The way to change that policy was by first creating a viable alternative for farmers. This may be achieved now by contract farming, which brings together farmers and companies that provide finance and buy the crop. This solves many problems for the farmer, who previously had to find his own resources or depend on the government credit and fixed prices to earn a living.
Another variant of this system is corporate farming but that has not been so popular since it transfers land ownership to companies. Despite these experiments the old system of fixed food grain prices and the PDS will continue…probably until the last farmer has switched to contract farming.
The companies involved in contract farming are Mahindra Shubhlabh, ITC, Ikisan.com, and Tata-Rallis—they provide facilities like soil surveys, training in inter-cropping, seeds, and finance. They also arrange for end buyers who take the produce directly from the farmers instead of passing through the old chain of intermediaries and governments markets (mandis). The good thing is that this system has the blessing of the agriculture ministry and gets close cooperation from various government agencies and departments at the state and district level.
On a side note, the ITC website also lists an ingenious way of profiting further from contract farming. Next to their warehouses in the state of Madhya Pradesh they have set up shopping malls! So when the farmer deposits his crop and collects his money, his eye is drawn to the swanky mall where he can buy anything from personal essentials to farming equipment and even white goods.

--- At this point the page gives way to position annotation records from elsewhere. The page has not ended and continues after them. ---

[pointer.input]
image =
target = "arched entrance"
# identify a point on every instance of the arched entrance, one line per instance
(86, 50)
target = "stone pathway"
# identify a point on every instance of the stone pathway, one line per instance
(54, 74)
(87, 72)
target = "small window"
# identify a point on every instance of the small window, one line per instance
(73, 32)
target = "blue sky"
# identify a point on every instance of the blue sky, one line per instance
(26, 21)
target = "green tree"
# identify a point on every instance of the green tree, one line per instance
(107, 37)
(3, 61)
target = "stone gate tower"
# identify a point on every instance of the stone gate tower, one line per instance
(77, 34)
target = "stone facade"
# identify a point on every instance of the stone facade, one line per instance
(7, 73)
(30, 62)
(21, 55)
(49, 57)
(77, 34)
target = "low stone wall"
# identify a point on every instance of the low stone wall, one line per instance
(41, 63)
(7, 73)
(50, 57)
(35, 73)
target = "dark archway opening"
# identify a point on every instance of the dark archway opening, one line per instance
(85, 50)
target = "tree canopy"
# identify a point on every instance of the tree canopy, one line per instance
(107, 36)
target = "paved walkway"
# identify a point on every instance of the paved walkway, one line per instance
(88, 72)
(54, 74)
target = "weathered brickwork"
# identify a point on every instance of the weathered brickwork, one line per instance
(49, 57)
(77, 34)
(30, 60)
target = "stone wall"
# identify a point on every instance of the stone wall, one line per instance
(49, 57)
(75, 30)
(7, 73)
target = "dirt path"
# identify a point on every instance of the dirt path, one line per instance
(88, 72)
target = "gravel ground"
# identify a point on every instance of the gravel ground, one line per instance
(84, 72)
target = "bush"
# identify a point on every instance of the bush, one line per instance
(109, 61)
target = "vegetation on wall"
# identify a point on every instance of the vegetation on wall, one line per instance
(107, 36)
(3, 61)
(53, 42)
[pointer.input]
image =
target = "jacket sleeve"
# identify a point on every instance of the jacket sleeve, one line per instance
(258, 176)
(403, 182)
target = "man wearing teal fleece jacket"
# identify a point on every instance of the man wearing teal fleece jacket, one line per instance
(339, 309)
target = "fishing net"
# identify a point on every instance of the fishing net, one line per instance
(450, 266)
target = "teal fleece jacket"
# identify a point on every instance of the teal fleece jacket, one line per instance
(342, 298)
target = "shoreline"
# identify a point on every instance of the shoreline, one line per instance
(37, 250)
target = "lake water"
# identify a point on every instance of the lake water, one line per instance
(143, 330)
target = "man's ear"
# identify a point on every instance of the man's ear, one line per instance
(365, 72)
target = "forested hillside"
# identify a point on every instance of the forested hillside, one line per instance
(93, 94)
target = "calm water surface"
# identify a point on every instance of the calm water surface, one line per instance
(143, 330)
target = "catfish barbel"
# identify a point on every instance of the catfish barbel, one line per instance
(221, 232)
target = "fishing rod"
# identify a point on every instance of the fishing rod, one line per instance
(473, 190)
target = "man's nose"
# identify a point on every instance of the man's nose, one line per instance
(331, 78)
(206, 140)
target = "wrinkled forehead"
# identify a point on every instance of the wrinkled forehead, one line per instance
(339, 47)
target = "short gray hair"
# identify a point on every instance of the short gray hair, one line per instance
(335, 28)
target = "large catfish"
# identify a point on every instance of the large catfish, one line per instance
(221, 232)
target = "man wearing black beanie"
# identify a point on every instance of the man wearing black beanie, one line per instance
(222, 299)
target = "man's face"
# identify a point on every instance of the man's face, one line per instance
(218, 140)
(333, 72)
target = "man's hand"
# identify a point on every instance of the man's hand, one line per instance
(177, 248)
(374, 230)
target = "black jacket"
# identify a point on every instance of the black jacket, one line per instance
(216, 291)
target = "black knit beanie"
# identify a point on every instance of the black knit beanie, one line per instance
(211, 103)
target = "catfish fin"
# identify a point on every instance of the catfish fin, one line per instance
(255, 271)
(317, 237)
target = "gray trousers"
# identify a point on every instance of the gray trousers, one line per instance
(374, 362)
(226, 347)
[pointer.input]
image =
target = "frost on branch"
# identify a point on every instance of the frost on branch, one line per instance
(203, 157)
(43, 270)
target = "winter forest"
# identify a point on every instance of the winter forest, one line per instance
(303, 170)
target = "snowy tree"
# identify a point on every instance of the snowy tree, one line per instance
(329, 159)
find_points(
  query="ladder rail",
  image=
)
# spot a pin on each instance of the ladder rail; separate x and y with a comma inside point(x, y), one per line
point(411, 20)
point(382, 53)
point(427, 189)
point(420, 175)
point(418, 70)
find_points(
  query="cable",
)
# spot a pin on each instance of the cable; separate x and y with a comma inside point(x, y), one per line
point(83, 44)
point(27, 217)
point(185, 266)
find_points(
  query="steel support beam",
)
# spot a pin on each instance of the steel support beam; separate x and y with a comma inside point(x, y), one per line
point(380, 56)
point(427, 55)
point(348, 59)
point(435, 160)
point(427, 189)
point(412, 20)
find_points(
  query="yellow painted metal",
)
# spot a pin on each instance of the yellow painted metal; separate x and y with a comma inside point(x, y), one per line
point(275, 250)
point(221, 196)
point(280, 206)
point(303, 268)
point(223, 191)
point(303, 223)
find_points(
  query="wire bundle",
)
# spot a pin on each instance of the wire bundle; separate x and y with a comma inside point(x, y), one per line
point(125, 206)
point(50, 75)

The danger is that at a point when he is cash-rich the farmer may go overboard and splurge all his gains in one day! However the alternative to this would have been repeated visits to distant towns and cities around the year just to buy some items. So these malls may actually save the farmer time and money on transport costs. In the old days rural folk depended on melas (fairs) to be able to buy the products of distant places—this may still continue because those fairs are like family outings and provide cheap entertainment for the farmer’s children.